Comúnmente, nuestros recuerdos están perennizados en fotografías y son, para los nostálgicos, un tesoro invaluable que, algunas veces, saca de la penumbra uno que otro pasaje de la vida.
Aquellas fotos amarillas cuyos personajes veían realzadas sus expresiones por la ausencia de color y muchas veces el desenfoque de la toma, eran mis favoritas. Esos eran los recuerdos más estimados en la sesión, que, por temporadas, realizaba mi abuela. Quizá llevados por un instinto de supervivencia, los recuerdos asaltaban su memoria de cuando en cuando y era el momento en que ella abría el ropero para desmembrarlo y extraer cajitas de colores y baúles pequeños repletos de fotografías.

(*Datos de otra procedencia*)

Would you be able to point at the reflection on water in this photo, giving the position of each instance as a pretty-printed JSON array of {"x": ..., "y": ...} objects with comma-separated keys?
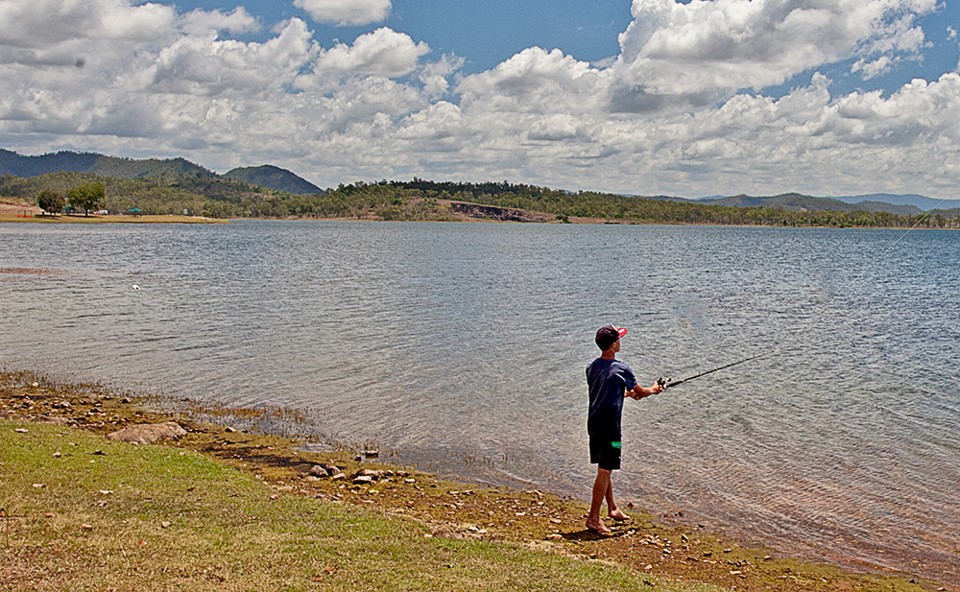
[{"x": 461, "y": 347}]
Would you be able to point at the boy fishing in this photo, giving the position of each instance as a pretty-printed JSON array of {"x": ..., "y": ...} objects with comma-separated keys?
[{"x": 609, "y": 381}]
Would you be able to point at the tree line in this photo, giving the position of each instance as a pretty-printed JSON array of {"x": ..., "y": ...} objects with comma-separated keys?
[{"x": 419, "y": 199}]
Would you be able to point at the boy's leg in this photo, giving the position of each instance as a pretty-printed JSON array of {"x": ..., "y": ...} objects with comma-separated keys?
[
  {"x": 612, "y": 510},
  {"x": 602, "y": 488}
]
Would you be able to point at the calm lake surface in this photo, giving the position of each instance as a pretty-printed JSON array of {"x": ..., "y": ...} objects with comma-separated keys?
[{"x": 461, "y": 348}]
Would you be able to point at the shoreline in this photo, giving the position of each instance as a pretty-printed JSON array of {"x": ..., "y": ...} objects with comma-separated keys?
[{"x": 449, "y": 508}]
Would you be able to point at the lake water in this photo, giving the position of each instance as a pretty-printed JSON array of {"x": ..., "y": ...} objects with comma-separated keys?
[{"x": 461, "y": 348}]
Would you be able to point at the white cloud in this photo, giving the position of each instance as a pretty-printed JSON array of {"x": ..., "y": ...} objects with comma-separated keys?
[
  {"x": 207, "y": 66},
  {"x": 199, "y": 22},
  {"x": 669, "y": 115},
  {"x": 728, "y": 45},
  {"x": 346, "y": 12},
  {"x": 383, "y": 52},
  {"x": 534, "y": 80}
]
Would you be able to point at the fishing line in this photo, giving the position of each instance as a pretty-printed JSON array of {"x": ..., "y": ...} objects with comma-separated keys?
[
  {"x": 912, "y": 228},
  {"x": 666, "y": 383}
]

Sentada sobre su cama, frente a mi, iba mostrándome cada foto y con ella la reseña de los personajes, de sus vidas, de los que eran para ella, con alegría y tristeza, según sea el caso. Yo los conocía sin haberlos visto nunca e inventaba historias con ellos. Cuentos en los que el tío muerto resucitaba, en los que el abuelo nunca hacía sufrir a la abuela, en los que mi madre no conocía a mi padre o en los que mi casa seguía siendo la misma.

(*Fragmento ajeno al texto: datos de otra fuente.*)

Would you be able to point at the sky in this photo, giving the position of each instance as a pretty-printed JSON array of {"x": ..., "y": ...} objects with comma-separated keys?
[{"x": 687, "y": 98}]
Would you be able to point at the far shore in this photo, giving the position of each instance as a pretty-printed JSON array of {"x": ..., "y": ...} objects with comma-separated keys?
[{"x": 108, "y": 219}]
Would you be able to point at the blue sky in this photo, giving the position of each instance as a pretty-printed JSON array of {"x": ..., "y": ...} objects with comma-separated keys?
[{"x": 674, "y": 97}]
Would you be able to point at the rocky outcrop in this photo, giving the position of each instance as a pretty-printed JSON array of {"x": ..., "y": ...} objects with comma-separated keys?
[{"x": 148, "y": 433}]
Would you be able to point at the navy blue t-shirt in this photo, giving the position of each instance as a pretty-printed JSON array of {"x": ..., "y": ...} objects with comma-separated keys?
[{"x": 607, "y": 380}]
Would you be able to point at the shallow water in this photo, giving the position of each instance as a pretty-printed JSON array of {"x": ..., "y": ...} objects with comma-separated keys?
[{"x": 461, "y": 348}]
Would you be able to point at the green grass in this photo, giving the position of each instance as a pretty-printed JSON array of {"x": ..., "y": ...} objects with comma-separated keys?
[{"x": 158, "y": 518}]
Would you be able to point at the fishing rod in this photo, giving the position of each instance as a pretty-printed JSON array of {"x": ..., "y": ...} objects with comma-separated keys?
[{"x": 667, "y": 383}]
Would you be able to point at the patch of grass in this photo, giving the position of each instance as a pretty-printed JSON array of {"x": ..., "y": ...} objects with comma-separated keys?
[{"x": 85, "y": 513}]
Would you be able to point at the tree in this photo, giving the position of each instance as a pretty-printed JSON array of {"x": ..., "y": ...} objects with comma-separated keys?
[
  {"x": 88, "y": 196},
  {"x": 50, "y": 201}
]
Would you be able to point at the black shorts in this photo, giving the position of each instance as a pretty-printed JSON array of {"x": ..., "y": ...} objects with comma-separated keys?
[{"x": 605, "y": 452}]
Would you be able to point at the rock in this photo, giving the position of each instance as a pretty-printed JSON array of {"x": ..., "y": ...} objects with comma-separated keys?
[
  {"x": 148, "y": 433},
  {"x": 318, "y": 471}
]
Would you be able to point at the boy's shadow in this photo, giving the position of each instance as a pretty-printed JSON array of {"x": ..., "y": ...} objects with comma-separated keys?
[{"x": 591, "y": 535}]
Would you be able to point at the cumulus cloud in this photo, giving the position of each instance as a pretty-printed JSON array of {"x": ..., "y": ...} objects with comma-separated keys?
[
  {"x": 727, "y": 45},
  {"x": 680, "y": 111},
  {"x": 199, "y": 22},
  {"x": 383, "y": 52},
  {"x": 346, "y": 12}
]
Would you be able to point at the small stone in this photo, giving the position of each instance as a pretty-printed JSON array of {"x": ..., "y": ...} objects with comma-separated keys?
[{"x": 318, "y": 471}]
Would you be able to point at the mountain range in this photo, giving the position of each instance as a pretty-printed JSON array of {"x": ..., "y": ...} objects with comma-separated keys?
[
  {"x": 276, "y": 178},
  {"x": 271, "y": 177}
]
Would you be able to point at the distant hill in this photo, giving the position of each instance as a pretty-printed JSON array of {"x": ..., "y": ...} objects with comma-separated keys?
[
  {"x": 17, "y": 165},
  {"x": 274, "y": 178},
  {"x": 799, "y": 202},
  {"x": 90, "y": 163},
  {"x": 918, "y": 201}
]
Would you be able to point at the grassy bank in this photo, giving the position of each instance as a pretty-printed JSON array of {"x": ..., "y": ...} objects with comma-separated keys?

Años después, cuando veía poco a la abuela, la mayor parte de las fotografías fueron perdiéndose entre la desidia y las manos ansiosas de lo ajeno.

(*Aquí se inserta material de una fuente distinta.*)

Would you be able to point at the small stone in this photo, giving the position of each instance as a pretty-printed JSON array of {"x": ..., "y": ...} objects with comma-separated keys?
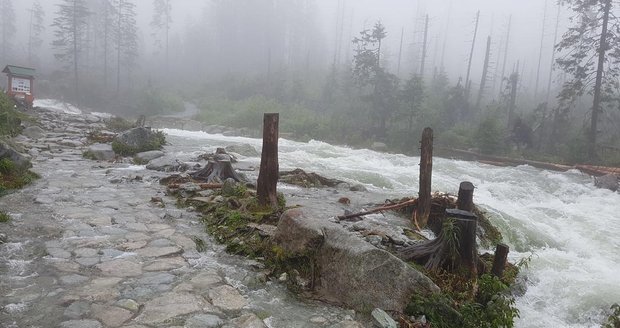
[
  {"x": 204, "y": 321},
  {"x": 227, "y": 298},
  {"x": 382, "y": 319}
]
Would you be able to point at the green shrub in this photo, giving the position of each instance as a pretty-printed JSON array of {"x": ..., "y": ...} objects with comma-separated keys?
[{"x": 491, "y": 306}]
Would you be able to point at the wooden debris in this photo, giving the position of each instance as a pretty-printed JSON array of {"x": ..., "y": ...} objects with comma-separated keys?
[
  {"x": 266, "y": 188},
  {"x": 420, "y": 217}
]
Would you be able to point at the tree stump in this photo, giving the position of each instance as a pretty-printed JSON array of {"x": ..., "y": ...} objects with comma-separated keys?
[
  {"x": 454, "y": 250},
  {"x": 423, "y": 209},
  {"x": 499, "y": 260},
  {"x": 269, "y": 169},
  {"x": 465, "y": 201},
  {"x": 217, "y": 170}
]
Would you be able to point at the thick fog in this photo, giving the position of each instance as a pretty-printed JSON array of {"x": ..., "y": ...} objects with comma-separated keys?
[{"x": 333, "y": 23}]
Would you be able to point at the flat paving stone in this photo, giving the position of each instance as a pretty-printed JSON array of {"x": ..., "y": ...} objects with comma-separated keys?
[
  {"x": 227, "y": 298},
  {"x": 166, "y": 264},
  {"x": 81, "y": 324},
  {"x": 159, "y": 251},
  {"x": 120, "y": 268},
  {"x": 169, "y": 306}
]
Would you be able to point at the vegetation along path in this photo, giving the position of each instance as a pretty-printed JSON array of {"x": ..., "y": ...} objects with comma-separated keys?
[{"x": 86, "y": 247}]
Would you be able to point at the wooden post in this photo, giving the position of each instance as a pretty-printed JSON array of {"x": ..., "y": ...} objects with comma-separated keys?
[
  {"x": 465, "y": 201},
  {"x": 269, "y": 168},
  {"x": 468, "y": 251},
  {"x": 423, "y": 209},
  {"x": 500, "y": 259}
]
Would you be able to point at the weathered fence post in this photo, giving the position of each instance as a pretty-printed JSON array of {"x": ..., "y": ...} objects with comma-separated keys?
[
  {"x": 269, "y": 168},
  {"x": 466, "y": 223},
  {"x": 423, "y": 209},
  {"x": 500, "y": 259},
  {"x": 465, "y": 201}
]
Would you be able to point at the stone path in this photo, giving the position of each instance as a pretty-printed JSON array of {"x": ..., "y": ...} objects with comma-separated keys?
[{"x": 87, "y": 248}]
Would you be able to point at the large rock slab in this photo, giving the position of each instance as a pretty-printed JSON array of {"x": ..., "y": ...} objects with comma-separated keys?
[
  {"x": 609, "y": 181},
  {"x": 138, "y": 139},
  {"x": 148, "y": 156},
  {"x": 20, "y": 161},
  {"x": 169, "y": 306},
  {"x": 102, "y": 152},
  {"x": 352, "y": 271}
]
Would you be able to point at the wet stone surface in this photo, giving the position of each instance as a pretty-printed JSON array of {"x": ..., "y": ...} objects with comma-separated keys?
[{"x": 87, "y": 249}]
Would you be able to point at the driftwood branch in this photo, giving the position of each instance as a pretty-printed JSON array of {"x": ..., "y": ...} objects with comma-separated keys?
[
  {"x": 379, "y": 209},
  {"x": 203, "y": 186}
]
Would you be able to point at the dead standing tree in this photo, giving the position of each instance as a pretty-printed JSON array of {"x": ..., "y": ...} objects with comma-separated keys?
[
  {"x": 453, "y": 250},
  {"x": 269, "y": 168},
  {"x": 423, "y": 210}
]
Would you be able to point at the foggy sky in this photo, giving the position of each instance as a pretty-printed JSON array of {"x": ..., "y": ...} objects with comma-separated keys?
[{"x": 396, "y": 15}]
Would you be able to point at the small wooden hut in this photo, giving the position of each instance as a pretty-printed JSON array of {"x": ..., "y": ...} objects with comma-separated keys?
[{"x": 21, "y": 84}]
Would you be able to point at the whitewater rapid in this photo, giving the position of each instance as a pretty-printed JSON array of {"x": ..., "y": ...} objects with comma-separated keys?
[{"x": 561, "y": 221}]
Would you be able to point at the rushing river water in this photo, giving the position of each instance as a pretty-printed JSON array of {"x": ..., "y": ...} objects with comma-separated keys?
[{"x": 566, "y": 226}]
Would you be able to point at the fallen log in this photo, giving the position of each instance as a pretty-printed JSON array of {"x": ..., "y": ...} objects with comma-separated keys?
[
  {"x": 203, "y": 186},
  {"x": 379, "y": 209}
]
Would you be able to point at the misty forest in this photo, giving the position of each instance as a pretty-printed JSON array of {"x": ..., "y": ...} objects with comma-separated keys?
[
  {"x": 309, "y": 163},
  {"x": 338, "y": 73}
]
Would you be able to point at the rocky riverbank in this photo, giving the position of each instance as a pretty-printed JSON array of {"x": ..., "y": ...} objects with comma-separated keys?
[{"x": 86, "y": 247}]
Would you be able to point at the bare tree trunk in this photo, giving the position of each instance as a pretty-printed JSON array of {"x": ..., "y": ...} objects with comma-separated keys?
[
  {"x": 542, "y": 40},
  {"x": 555, "y": 40},
  {"x": 596, "y": 106},
  {"x": 426, "y": 171},
  {"x": 424, "y": 46},
  {"x": 269, "y": 168},
  {"x": 75, "y": 52},
  {"x": 485, "y": 72},
  {"x": 471, "y": 54},
  {"x": 400, "y": 51},
  {"x": 501, "y": 84},
  {"x": 514, "y": 81}
]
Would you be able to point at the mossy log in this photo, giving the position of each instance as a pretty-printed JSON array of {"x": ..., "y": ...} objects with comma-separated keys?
[{"x": 217, "y": 171}]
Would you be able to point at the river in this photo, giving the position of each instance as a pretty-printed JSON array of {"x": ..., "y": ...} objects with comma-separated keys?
[{"x": 566, "y": 226}]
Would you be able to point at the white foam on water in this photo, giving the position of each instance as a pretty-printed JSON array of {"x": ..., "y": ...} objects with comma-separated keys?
[
  {"x": 57, "y": 106},
  {"x": 569, "y": 226}
]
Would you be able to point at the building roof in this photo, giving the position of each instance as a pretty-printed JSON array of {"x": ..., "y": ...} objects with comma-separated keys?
[{"x": 19, "y": 71}]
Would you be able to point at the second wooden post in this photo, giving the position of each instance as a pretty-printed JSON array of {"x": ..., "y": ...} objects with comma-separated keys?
[
  {"x": 269, "y": 168},
  {"x": 423, "y": 209}
]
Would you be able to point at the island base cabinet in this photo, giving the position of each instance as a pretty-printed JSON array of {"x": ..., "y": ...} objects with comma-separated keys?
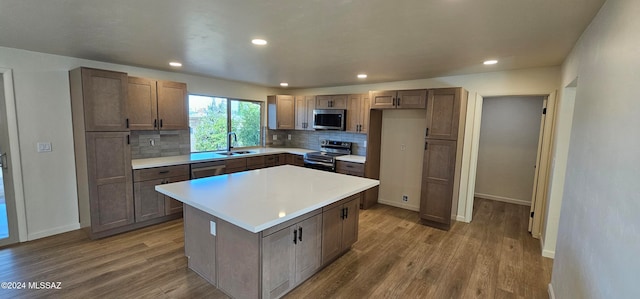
[
  {"x": 339, "y": 227},
  {"x": 200, "y": 244},
  {"x": 290, "y": 256}
]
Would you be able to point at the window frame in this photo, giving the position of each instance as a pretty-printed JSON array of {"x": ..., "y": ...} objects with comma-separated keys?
[{"x": 262, "y": 120}]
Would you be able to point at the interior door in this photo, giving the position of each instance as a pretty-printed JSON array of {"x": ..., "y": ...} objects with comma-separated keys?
[{"x": 8, "y": 221}]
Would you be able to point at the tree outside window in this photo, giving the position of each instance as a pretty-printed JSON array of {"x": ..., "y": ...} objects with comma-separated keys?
[{"x": 211, "y": 118}]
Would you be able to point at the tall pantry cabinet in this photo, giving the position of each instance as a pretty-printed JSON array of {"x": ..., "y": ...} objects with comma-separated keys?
[
  {"x": 446, "y": 109},
  {"x": 102, "y": 150}
]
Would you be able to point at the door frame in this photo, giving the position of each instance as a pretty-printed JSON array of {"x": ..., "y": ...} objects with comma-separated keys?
[
  {"x": 470, "y": 159},
  {"x": 19, "y": 227}
]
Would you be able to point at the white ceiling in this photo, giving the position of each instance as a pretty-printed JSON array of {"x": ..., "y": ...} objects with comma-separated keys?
[{"x": 312, "y": 43}]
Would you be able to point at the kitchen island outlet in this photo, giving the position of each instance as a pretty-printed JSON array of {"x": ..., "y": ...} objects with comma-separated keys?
[{"x": 260, "y": 233}]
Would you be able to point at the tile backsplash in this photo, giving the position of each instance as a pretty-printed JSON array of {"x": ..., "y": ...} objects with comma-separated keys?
[
  {"x": 311, "y": 139},
  {"x": 152, "y": 144}
]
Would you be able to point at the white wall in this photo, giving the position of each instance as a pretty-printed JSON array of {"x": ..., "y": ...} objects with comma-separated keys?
[
  {"x": 538, "y": 81},
  {"x": 508, "y": 146},
  {"x": 44, "y": 114},
  {"x": 599, "y": 233}
]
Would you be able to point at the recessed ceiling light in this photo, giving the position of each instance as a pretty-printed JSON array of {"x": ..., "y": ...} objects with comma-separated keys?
[{"x": 259, "y": 42}]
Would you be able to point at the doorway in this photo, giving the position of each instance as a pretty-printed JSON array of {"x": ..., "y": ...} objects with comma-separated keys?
[{"x": 10, "y": 172}]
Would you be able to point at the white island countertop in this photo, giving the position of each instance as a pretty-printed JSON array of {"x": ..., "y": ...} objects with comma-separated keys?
[{"x": 259, "y": 199}]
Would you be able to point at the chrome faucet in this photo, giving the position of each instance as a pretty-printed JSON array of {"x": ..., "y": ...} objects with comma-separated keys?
[{"x": 235, "y": 138}]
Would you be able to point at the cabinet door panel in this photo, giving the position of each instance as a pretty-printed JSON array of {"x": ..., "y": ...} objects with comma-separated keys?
[
  {"x": 171, "y": 205},
  {"x": 172, "y": 105},
  {"x": 105, "y": 100},
  {"x": 309, "y": 247},
  {"x": 443, "y": 113},
  {"x": 437, "y": 181},
  {"x": 350, "y": 223},
  {"x": 110, "y": 180},
  {"x": 412, "y": 99},
  {"x": 278, "y": 263},
  {"x": 148, "y": 202},
  {"x": 143, "y": 105},
  {"x": 331, "y": 233}
]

Cuando volví a casa de la abuela, su memoria no era la misma y su colección de fotografías se había reducido a la mitad. El alzheimer destruyó sus recuerdos y yo guardé las pocas fotos que quedaban. En ellas se construyen la vida entera de mi familia. La vida que mi abuela ya no recuerda. Por eso, de cuando en cuando sobre su cama, me siento a mostrarle las fotos. Le cuento de los personajes y de sus vidas; pero sobre todo, le digo que fue muy feliz.